Malicious hackers claim to have hacked into the network system of the Foxconn Baja factory in Mexico on June 11. using the LockBit 2.0 ransomware to conduct the cyber-attack, the hackers threaten to expose stolen files unless the company pays a ransom.
The factory specializes in manufacturing, consumer electronics, medical devices, and industrial operations. Based in Tijuana, Mexico, near the California border, the facility is an electronics manufacturing giant employing 5,000 people.
Unfortunately, this is not the first time the company has experienced such an attack. In December 2020, the DoppelPaymer extortion gang exposed documents allegedly stolen from some of its databases in the United States. The ransomware gang demanded over $ 34 million in bitcoin to be paid as ransom.
SecurityWeek has attempted to contact the electronics manufacturer but has yet to receive a response. However, unconfirmed reports indicate that the impact of the latest ransomware attack on Foxconn’s operational technology system is still unknown.
How to Recognize a Ransomware Attack
Recently, such attacks are becoming more prevalent, with some companies such as Foxconn Baja factory experiencing repeated ransomware attacks.

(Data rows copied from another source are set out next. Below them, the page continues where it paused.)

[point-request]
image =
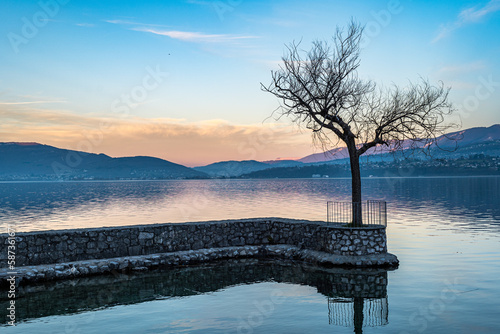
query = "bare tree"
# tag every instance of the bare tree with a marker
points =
(322, 91)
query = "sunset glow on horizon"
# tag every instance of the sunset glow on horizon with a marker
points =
(180, 80)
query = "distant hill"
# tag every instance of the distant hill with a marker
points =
(235, 168)
(461, 139)
(33, 161)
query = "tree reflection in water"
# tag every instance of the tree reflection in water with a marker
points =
(356, 297)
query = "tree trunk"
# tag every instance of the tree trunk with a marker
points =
(357, 219)
(358, 315)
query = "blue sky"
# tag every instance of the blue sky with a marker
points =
(181, 80)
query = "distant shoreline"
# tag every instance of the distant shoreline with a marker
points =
(259, 179)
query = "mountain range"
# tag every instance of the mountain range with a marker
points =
(459, 139)
(33, 161)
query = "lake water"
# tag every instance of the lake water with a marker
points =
(445, 232)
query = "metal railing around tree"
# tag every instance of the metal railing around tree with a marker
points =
(367, 213)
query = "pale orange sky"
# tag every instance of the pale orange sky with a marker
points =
(175, 140)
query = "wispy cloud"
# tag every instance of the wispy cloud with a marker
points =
(197, 37)
(87, 25)
(468, 16)
(187, 36)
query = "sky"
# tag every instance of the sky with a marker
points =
(181, 80)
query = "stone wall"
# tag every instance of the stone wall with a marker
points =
(48, 247)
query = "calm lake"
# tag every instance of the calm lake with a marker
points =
(445, 232)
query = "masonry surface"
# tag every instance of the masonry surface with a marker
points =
(299, 239)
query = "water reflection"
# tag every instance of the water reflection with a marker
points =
(459, 202)
(350, 295)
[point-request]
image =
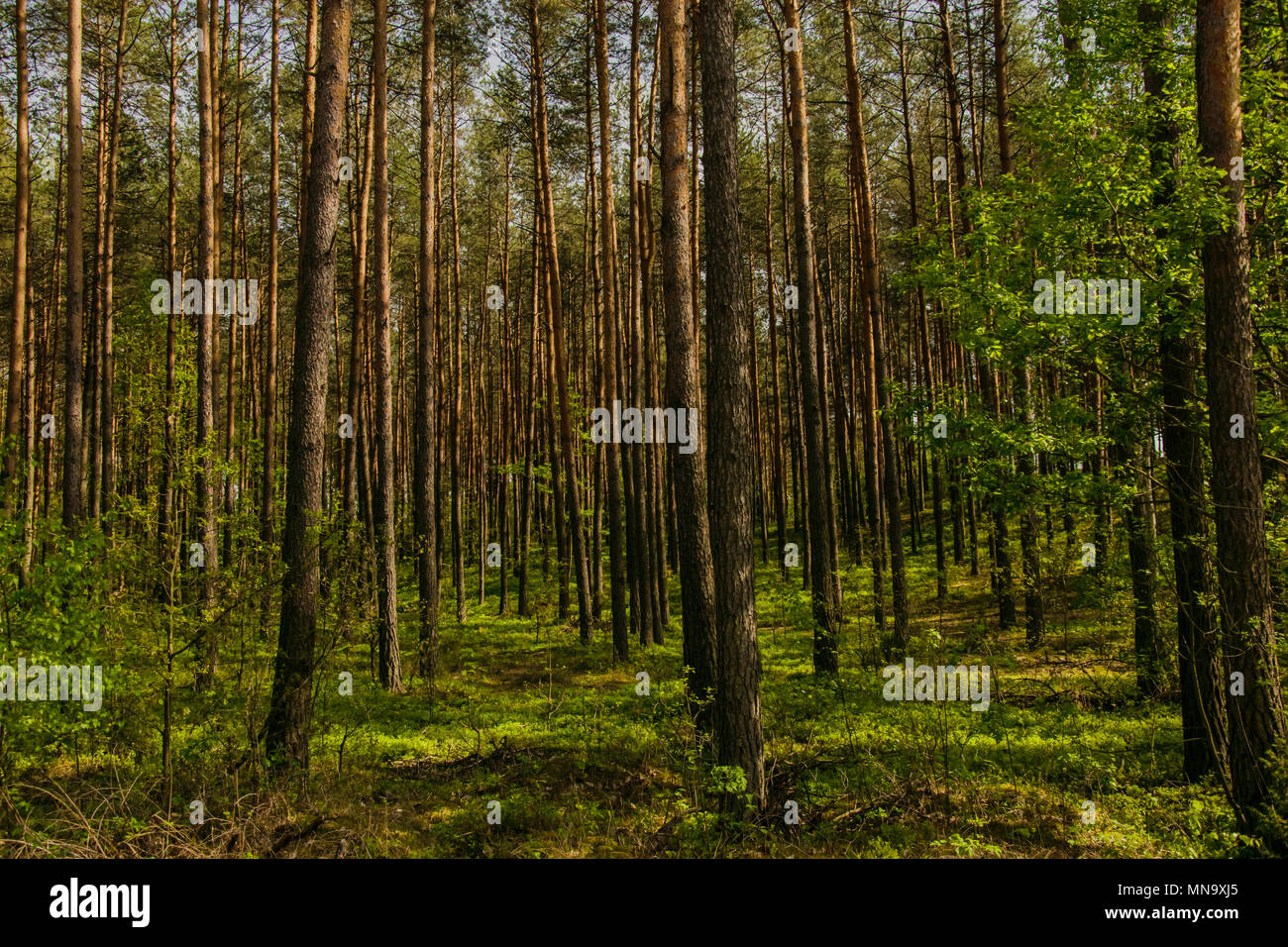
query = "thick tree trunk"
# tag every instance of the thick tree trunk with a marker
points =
(1203, 716)
(286, 732)
(730, 475)
(1256, 714)
(683, 379)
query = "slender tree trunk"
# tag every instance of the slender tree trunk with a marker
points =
(568, 445)
(386, 569)
(21, 214)
(425, 489)
(73, 384)
(608, 261)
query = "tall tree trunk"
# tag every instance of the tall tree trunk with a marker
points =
(425, 489)
(1203, 715)
(697, 582)
(608, 261)
(286, 732)
(824, 586)
(386, 566)
(1256, 714)
(269, 410)
(568, 444)
(73, 384)
(21, 213)
(737, 706)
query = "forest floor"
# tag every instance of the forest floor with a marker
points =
(1067, 761)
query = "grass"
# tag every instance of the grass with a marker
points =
(1067, 762)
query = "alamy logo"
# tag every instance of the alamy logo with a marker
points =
(53, 684)
(938, 684)
(649, 425)
(1119, 296)
(218, 296)
(101, 900)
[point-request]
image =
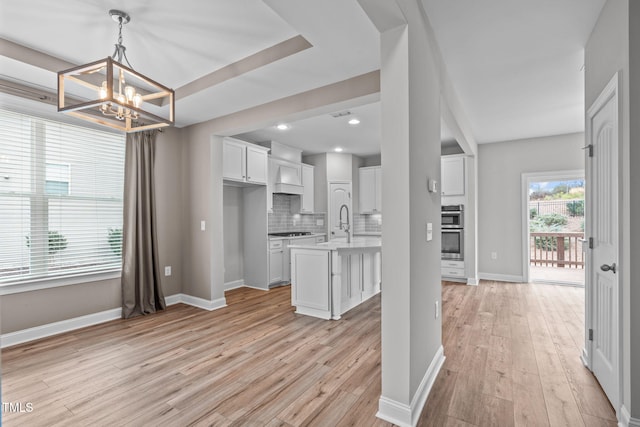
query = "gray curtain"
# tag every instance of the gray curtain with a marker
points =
(141, 290)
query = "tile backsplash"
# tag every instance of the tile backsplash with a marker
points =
(283, 220)
(367, 223)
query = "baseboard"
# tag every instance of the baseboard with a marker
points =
(234, 284)
(43, 331)
(202, 303)
(585, 359)
(408, 415)
(626, 420)
(501, 277)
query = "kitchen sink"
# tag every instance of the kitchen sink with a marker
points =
(291, 234)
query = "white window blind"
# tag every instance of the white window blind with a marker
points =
(61, 190)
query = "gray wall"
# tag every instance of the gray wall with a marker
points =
(29, 309)
(500, 218)
(233, 233)
(613, 46)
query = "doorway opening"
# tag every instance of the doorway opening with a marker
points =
(554, 227)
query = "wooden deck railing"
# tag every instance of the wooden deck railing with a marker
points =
(556, 249)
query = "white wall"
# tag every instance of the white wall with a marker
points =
(233, 233)
(613, 47)
(500, 218)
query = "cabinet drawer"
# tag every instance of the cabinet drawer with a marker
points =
(452, 264)
(275, 244)
(452, 272)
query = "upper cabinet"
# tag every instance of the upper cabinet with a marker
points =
(370, 190)
(452, 180)
(305, 203)
(244, 162)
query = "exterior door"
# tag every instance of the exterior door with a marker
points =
(339, 195)
(602, 226)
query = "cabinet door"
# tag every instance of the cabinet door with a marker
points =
(307, 204)
(351, 291)
(378, 179)
(275, 266)
(367, 190)
(286, 261)
(452, 180)
(233, 160)
(256, 165)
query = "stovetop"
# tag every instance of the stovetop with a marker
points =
(291, 234)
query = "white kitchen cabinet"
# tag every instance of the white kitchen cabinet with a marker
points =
(452, 176)
(370, 198)
(276, 254)
(351, 281)
(244, 162)
(452, 269)
(305, 203)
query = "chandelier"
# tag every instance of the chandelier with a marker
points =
(110, 93)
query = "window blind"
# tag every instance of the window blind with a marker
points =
(61, 190)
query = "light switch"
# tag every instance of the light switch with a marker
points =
(432, 185)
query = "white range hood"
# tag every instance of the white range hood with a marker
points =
(288, 180)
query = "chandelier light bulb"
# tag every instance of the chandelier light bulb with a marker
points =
(137, 100)
(129, 92)
(103, 90)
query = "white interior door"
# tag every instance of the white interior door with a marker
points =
(602, 226)
(339, 194)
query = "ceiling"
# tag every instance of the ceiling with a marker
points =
(516, 66)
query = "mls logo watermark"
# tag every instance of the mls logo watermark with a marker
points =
(17, 407)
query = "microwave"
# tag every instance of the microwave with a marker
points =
(453, 216)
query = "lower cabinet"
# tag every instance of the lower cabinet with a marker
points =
(276, 254)
(327, 283)
(359, 275)
(452, 269)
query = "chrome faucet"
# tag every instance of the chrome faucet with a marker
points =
(345, 225)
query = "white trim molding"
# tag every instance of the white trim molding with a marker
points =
(408, 415)
(625, 418)
(501, 277)
(202, 303)
(43, 331)
(234, 284)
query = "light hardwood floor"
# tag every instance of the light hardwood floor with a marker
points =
(512, 359)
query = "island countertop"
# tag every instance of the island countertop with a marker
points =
(341, 244)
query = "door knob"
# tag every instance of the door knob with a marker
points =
(612, 267)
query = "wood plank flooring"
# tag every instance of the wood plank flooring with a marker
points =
(512, 359)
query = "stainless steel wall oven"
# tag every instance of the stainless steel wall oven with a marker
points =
(453, 232)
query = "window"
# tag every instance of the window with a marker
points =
(50, 228)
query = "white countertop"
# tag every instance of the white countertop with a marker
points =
(341, 244)
(296, 237)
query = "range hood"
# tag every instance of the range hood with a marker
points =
(288, 180)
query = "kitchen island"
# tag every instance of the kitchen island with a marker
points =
(329, 279)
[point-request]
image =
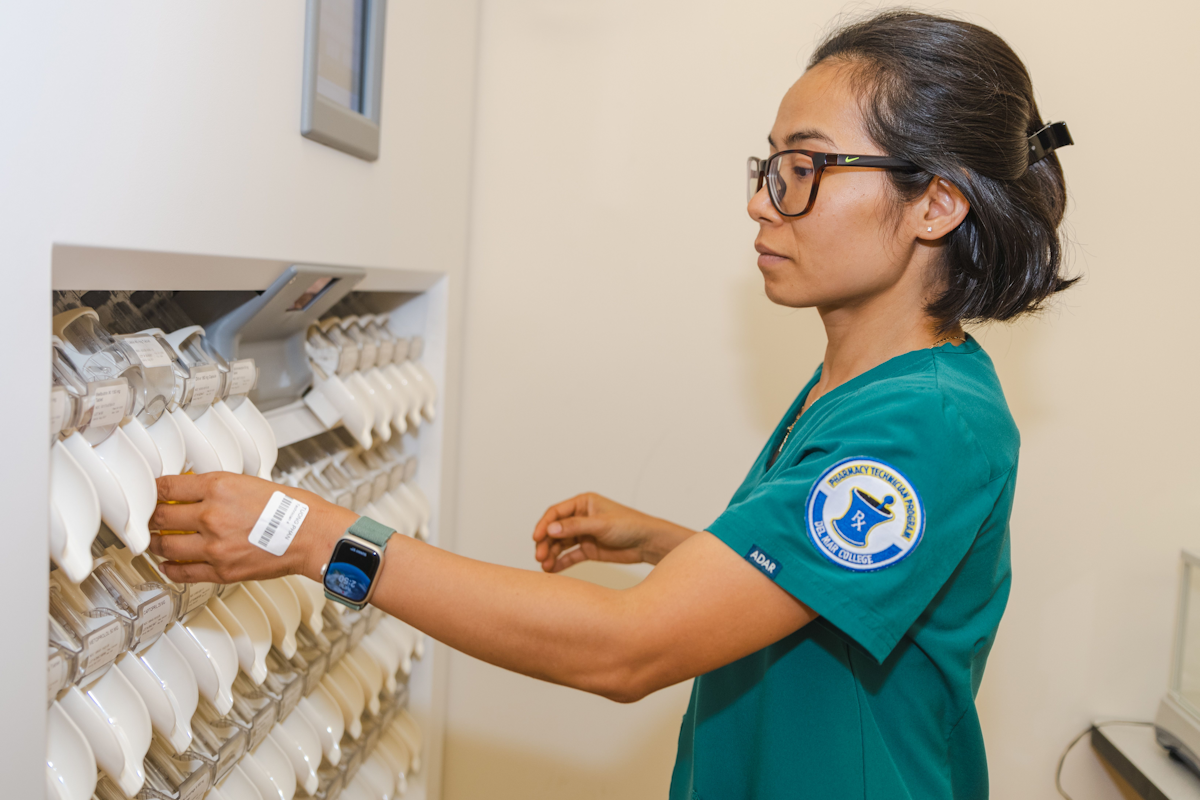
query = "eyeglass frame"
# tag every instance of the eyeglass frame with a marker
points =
(821, 161)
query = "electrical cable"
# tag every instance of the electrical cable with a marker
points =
(1062, 759)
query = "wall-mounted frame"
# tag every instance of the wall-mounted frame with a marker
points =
(343, 74)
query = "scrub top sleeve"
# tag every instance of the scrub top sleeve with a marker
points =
(871, 515)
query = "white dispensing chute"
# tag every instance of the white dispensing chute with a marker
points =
(75, 507)
(409, 389)
(252, 638)
(138, 359)
(208, 384)
(70, 762)
(186, 404)
(415, 350)
(331, 400)
(382, 394)
(241, 380)
(119, 474)
(348, 371)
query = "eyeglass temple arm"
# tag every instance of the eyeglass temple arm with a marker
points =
(850, 160)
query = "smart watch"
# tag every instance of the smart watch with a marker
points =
(349, 575)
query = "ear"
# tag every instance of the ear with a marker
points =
(940, 210)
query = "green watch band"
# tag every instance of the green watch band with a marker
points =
(377, 534)
(371, 530)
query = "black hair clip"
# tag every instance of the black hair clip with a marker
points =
(1048, 139)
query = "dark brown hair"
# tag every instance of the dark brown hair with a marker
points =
(955, 100)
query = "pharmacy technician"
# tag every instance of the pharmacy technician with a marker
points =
(838, 615)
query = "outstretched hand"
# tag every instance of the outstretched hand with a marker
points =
(210, 517)
(593, 528)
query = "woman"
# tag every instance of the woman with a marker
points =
(839, 613)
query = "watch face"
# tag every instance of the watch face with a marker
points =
(351, 571)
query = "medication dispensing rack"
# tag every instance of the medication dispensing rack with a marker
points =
(281, 335)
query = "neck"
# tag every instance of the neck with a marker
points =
(865, 336)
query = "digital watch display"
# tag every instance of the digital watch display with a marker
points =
(349, 576)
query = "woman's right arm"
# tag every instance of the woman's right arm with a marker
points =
(593, 528)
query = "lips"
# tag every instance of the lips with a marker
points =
(766, 251)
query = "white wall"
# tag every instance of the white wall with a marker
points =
(618, 341)
(175, 126)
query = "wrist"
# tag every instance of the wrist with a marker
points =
(663, 536)
(321, 530)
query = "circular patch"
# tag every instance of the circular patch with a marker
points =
(864, 515)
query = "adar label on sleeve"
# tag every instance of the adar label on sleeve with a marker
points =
(279, 523)
(864, 515)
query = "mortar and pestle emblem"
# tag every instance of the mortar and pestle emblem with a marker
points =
(864, 513)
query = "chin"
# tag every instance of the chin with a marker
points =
(786, 296)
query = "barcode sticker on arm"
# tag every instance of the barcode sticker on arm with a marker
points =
(279, 523)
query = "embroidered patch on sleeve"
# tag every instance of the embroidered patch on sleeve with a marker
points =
(864, 515)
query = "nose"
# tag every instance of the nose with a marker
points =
(761, 209)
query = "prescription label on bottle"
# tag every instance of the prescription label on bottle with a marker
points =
(55, 673)
(199, 596)
(207, 383)
(103, 645)
(111, 404)
(155, 615)
(149, 350)
(279, 523)
(59, 403)
(243, 374)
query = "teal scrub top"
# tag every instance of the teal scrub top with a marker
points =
(887, 513)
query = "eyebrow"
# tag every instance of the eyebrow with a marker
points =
(796, 137)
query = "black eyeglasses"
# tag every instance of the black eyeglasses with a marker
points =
(792, 176)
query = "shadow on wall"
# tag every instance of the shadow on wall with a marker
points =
(778, 350)
(1015, 349)
(501, 770)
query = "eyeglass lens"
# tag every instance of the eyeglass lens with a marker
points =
(789, 179)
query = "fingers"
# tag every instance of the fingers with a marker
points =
(183, 488)
(568, 559)
(576, 505)
(573, 527)
(190, 572)
(179, 547)
(185, 516)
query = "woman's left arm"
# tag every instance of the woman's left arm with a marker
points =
(702, 607)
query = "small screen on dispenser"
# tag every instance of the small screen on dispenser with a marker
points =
(310, 295)
(351, 571)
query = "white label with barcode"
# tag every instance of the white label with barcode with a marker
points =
(279, 523)
(149, 350)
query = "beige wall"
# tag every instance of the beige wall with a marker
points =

LockBit 2.0 attackers claimed to have acquired files from Bridgestone Americas, a tire and rubber company.
In February, the FBI published indications of compromise for LockBit 2.0 assaults to address this growing threat, stating that the ransomware’s operators often target company networks. The Ioc’s purpose is to help all companies be able to recognize a possible ransomware attack on time and also help seal all the vulnerabilities that create opportunities for attackers to exploit.
Based on several techniques and protocols, the LockBit 2.0 is usually transmitted as a RaaS, hence complicating the identification and mitigation process. The ransomware’s operators gain access to corporate network systems by either paying for access or exploiting unencrypted flaws, zero-day breaches, or insider access.
Privilege escalation is accomplished using publicly available tools like Mimikatz once within a network. Data is exfiltrated using an off-the-shelf and custom program to activate the LockBit ransomware in encrypting the victim’s files.
The attackers leave a ransom letter in the compromised directories to give the victim information on how to get a decryption tool. They often threaten to leak the stolen data online if the victim fails to pay the ransom demanded.
How to Prevent Ransomware Attacks
Unfortunately, many businesses do not take this issue seriously. After a severe ransomware assault has hit them, they devote the necessary time and money to strengthening their cyber security defenses.
Since prevention is better than cure, it is essential not to wait until It’s too late to take precautionary measures. Here are 6 preventive measures that companies can adopt to keep hackers at bay.
- Employees should undergo frequent cyber security awareness programs to keep them up to date on the latest cyber risks and how to recognize an attack in its early stages.
- Authorization to install or run systems and applications should be restricted for users. The malware’s capacity to increase over a network may be limited.
- Antivirus software should be active on all devices and regularly update the software while making sure fixes are executed.
- To detect attacks, scan all emails and conduct regular data backups.
- To reduce the chance of infiltration, use proper security practices such as never browsing links and downloading files from unknown sources.
- Configure firewalls to prevent rogue IP addresses from gaining access. For added account protection, use strong passwords and activate multi-factor authentication.
Hackers have modified their techniques and are now focusing their efforts on organizations with a significantly better return on investment rather than targeting individuals, as is evident in the repeated ransomware attacks on the Foxconn factory.
Therefore, all organizations need to be vigilant and reduce the risk of ransomware by strengthening their overall cyber defenses. They can also supplement their current cybersecurity defenses to promptly detect these threats and respond appropriately to avoid being victims.